Ruizhe Shi*, Yuyao Liu*, Yanjie Ze, Simon S. Du, Huazhe Xu
You need to install
- packages in env.yml
- D4RL (follow the guidance in D4RL)
To download original D4RL data,
cd data
python download_d4rl_datasets.py
To get downsampled data, you need to modify line 10 of 'data/mujoco/ratio_dataset.py' and line 10 of 'data/kitchen/ratio_dataset.py' as
suffix = [your data version name]
and then run
cd data
cd mujoco
python ratio_dataset.py
cd ..
cd kitchen
python ratio_dataset.py
cd ..
Besides, you can directly get our pre-processed data in this link.
We provide 8 Tasks in total, of various data ratios:
- D4RL
- MuJoCo: Hopper, Walker2d, HalfCheetah, Reacher2d
- Kitchen
- Atari: Breakout, Qbert, Pong (code coming soon)
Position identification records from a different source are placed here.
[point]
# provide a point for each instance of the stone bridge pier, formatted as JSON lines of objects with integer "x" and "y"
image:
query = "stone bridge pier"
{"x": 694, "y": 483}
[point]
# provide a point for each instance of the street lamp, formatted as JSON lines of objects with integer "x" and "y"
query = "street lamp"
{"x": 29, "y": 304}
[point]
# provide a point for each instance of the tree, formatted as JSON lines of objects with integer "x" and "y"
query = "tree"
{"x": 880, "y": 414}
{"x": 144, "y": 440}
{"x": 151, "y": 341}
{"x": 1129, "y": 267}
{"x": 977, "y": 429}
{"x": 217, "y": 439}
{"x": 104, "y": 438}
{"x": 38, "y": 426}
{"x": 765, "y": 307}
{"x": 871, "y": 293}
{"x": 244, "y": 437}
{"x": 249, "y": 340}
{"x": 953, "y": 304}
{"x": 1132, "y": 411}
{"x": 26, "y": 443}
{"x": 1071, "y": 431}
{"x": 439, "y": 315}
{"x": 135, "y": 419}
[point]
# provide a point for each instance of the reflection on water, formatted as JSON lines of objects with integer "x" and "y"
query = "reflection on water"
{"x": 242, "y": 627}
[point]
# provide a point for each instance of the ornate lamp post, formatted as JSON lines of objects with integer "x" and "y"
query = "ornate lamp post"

After installing the packages and data, to reproduce our results on D4RL, you only need to run
cd code
bash scripts.sh [env_name] [dataset_name] [sample_ratio] [description] [seed] [gpu]
An example is:
bash scripts.sh hopper medium 0.1 reproduce 0 0
If you want to view results on Weights & Biases, you need to modify line 435, 436 of '/code/experiment.py' as:
entity=[your-group-name],
project=[your-project-name],
Trying more configurations is encouraged! Important arguments are explained as below:
-w # enable wandb
--sample_ratio your_sample_ratio # determine the size of the data you are training on, like 0.1
--data_suffix your_data_version_name # you could downsample the data by yourself, default is "d1"
--mlp_embedding # use MLP as embeddings and projections
--adapt_mode # otherwise fully fine-tuning
--adapt_embed # fine-tune embeddings and projections when adapt_mode is ON
--lora # fine-tune low rank matrices of Transformer when adapt_mode is ON
--pretrained_lm language_model_name # you could try 'gpt2' and 'gpt2-medium'
--co_training # use language loss as auxiliary objective
--co_lambda # the weight of language loss, like 0.1
Our work is based on many open-source projects, including Decision Transformer, Can Wikipedia Help Offline Reinforcement Learning, LoRA. We thank all these authors for their nicely open sourced code and their great contributions to the community.